Lecture 12 shows that the transmission from such a device is proportional to the Airy function
$A(\delta)$ which depends on the coefficient of finesse $F = \frac{\pi\sqrt{R}}{1-R}$
($R$ = $\sqrt{R_1R_2}$ when the mirrors are not identical):
$$
I_T = I_0 \frac{1}{1+ \left(\frac{4F^2}{\pi^2}\right)\mathrm{sin}(\frac{\delta}{2})}
$$
The phase difference $\delta$ is calculated from frequency $\omega$ using $\delta = 2\pi\omega / \omega_{FSR}$
where the free spectral range of the cavity is given by $\omega_{FSR} = 2\pi \frac{c}{2\eta L}$.

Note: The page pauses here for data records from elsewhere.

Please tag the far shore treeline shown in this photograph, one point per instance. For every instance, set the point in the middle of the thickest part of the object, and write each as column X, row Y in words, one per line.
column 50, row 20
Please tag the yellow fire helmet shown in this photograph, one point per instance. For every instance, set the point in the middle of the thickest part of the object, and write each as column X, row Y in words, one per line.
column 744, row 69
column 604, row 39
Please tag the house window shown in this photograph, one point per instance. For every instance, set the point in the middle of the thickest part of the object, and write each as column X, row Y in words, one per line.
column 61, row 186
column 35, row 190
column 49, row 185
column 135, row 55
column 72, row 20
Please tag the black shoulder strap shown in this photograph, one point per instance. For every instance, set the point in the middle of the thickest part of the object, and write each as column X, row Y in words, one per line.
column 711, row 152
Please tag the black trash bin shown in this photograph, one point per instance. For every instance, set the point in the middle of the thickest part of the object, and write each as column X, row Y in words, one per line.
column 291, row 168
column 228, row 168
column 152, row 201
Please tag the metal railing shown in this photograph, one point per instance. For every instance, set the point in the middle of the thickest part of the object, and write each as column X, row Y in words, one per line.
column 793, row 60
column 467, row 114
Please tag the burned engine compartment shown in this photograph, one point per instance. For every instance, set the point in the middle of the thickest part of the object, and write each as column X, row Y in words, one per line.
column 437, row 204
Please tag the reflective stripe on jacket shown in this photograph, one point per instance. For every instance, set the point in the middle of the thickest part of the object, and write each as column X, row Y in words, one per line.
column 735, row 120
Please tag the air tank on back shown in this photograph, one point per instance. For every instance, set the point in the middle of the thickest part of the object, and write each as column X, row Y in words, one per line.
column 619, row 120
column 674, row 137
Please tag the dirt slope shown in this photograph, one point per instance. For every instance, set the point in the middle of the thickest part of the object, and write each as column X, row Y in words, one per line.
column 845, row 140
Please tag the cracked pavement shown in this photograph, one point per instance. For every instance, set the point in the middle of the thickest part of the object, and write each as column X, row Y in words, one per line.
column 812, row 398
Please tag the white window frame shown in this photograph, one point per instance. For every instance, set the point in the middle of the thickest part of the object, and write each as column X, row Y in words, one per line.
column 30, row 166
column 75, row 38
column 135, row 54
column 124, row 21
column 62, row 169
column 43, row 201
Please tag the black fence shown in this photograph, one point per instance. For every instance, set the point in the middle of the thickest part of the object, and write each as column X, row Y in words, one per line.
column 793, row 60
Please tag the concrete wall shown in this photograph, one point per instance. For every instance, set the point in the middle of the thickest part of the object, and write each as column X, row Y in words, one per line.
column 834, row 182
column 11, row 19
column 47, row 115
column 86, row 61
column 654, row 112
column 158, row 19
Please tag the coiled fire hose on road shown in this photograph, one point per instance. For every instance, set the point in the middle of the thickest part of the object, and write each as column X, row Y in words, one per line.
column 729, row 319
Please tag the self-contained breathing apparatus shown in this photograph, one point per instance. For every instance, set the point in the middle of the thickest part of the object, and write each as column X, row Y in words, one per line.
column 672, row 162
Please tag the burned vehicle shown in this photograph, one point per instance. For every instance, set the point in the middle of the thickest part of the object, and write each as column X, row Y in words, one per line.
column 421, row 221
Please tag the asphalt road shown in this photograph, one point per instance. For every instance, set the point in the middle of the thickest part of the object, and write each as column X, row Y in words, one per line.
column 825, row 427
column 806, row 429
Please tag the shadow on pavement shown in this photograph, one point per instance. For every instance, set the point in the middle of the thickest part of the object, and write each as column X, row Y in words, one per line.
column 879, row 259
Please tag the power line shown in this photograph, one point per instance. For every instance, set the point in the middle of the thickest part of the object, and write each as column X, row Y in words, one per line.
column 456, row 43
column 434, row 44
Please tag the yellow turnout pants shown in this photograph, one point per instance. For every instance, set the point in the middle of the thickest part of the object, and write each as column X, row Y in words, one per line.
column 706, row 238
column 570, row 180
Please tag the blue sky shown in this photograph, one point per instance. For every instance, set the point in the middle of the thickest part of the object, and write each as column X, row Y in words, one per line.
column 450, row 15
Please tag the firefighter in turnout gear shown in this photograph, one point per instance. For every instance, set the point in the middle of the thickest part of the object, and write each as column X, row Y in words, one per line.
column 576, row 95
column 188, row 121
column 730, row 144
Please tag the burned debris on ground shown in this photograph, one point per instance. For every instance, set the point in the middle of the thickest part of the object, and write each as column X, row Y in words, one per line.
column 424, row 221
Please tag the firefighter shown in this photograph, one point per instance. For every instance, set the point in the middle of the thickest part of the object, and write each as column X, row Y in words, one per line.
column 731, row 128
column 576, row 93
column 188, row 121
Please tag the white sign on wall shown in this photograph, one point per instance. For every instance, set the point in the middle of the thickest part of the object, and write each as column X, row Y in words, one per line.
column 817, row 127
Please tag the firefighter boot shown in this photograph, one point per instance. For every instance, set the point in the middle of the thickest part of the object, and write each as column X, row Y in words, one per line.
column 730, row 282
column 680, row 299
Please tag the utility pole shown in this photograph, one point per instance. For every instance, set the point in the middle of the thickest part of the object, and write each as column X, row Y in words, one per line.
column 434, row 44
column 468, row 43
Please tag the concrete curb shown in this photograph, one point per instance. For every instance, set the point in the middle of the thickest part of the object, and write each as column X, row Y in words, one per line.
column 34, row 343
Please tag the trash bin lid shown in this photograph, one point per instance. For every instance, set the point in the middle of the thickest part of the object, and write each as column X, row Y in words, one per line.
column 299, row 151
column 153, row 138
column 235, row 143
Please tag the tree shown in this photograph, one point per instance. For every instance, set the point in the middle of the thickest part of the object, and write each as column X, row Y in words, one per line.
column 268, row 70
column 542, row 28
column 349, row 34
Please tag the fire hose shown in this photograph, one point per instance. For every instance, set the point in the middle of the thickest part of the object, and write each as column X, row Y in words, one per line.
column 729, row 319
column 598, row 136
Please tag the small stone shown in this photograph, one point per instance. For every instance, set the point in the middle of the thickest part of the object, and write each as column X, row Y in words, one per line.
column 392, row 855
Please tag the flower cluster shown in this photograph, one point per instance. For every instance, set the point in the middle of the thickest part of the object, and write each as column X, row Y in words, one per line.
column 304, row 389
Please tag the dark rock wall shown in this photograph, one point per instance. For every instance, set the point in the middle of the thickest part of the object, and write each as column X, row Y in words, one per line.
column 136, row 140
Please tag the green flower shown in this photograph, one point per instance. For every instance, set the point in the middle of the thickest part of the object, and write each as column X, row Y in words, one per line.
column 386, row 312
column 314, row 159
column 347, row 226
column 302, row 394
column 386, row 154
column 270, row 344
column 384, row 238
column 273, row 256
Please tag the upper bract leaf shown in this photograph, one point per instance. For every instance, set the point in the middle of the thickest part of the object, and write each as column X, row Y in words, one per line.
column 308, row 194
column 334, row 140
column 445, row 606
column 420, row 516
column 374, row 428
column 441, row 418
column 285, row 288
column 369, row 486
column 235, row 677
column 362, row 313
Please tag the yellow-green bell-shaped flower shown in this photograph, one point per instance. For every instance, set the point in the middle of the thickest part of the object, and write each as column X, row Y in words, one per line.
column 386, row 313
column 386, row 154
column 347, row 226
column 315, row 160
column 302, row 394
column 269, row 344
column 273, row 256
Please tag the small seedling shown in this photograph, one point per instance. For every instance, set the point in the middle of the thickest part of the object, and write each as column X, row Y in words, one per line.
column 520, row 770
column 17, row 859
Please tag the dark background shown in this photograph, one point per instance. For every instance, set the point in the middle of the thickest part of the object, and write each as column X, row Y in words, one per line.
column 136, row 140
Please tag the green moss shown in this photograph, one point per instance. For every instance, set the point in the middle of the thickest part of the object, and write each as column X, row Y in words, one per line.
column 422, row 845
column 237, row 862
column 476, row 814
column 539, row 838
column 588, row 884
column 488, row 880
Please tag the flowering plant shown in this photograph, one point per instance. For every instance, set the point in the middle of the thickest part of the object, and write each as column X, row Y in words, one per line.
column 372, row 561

Changing $L$ and $\eta$ below also changes
the spacing of the peaks of the plot of $I_T/I_0$ on the right due to their relationship with
the free spectral range.
The plot on the left shows a plot of etalon reflectivity $R$ against finesse $F$ and highlights the current value of finesse determined by the selected values of $R_1$ and $R_2$. The finesse affects the FWHM of the plot of $I_T/I_0$ on the right (see Lecture 12). At low reflectivities, this phenomenon causes the the inhomogeneously broadened lineshapes associated with cavity modes to widen when the etalon FWHM begins to dominate over the natural linewidth. This would be visible in the the spectral hole burning demo if the reflectivity could be varied.